Each year during Grandparent's Day, a book fair is strategically set up in the library. You would not believe the cash flow in a single day. As a teacher, I was able to make a wish list. Somehow I managed to receive every book on my list, which was so wonderful! A fourth grade student bought the book below for me. It was written by a second grade class from Wisconsin. They also did all of the illustrations! This was perfect to share with my second graders, and they were completely impressed!
After reading the book, I gave them a 9x12" piece of turquoise construction paper and a pencil. I walked through a few different pieces of a peacock to get us started. The basics features were the bowling pin-shaped body, round feathers behind, eyes, beak, hair, and long feathers.
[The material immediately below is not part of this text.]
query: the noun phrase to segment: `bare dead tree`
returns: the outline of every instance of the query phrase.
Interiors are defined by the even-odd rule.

After they sketched in these key features, they used blue tempera to fill in the body and "eyes" of the long feathers. Next, they used a dark green and light green oil pastel for the round feathers behind the bird. I showed them how to blend by overlapping colors that are close to each other on the color wheel.
Lastly, they added more oil pastels to finish out the feathers and facial features. Each of my five classes made peacocks that were a little bit different. Each day I tend to consolidate instructions and either give more or less freedom in some areas. The first day I was pretty loosey-goosey on the specifics of the feathers, but I gave them a lot more direction by the fifth day after seeing what did and didn't work so well.
This was a quick, one-day project, which included reading the book. As always, you can control how long this project takes by how big of paper you give them and how detailed you want their feathers to be. I also thought about using metallic markers at the end to add into the eye feathers. I'm sure there are hundreds of great peacock projects out there- it's just such a beautiful animal!